"Kamu punya anak Dok?" Rina kaget.Â
" Sepertinya begitu. Aku juga tidak begitu ingat, hanya saja secara medis aku memang terbukti pernah punya anak." Sinta menangis. " Tetapi aku tidak ingat detailnya. Apakah dia laki-laki atau perempuan, apakah dia hidup atau mati, ditahun berapa dia lahir, semua nya menjadi tidak jelas buatku. Tidak seorangpun pernah bercerita tentangnya. Sampai pada akhirnya, dua tahun lalu aku memohon rumah sakitku yang lama untuk memindah tugaskanku ke sini. Ya, dulu aku asli sini. Dan panggilanku bukan Sinta tetapi Robiah. Abangku memintaku untuk menyingkat nama Robiahku menjadi R. Makanya namaku di ID card jadi Sinta R." Sinta mendorong tubuhnya ke depan. " Jangan bilang siapa-siapa mengenai ini, ini rahasia kita."
Rina justru menemukan sisi lain dari Sinta.

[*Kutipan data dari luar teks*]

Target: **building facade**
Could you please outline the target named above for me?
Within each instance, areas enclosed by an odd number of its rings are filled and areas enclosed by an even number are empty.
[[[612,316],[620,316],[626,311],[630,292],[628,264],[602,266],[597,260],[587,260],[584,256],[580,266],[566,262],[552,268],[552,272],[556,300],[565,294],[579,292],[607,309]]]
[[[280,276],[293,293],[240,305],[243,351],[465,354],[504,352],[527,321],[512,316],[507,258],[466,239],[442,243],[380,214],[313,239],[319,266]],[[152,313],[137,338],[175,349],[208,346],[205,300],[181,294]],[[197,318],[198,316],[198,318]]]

Sisi gila dari seorang dokter yang baik hati. " Bagaimana kamu bisa jadi dokter kalau kamu pernah melahirkan lima belas tahun lalu? Aku rasa saat itu kamu masih kuliah."Â
" Itulah kelemahanku, aku hanya mampu mengingat masa kuliahku sebagai mahasiswa kedokteran. Aku tidak bisa lagi mengingat masa-masa sebelum itu. Kecuali hari dimana aku melahirkan anakku dan di dampingi oleh Adikku. Ya, aku punya seorang adik yang usianya dua tahun di bawahku. Dia sekarang memiliki dua orang anak."
Rina merasa tertarik mendengarkan cerita Sinta. Namun suara gawai Sinta berdering. " Ya, ada apa?"
" Kamu gak pulang?"
" Aku pulang sebentar lagi."
" Ayo Rin, kita kembali. Aku sudah dipanggil pengasuhku." Sinta membopong Rina.
" Suamimu?" Tanya Rina.
" Bukan, dia Abangku." Sinta tersenyum. " Dia memang sering bawel kalau aku terlambat pulang. " Aku tidak menikah."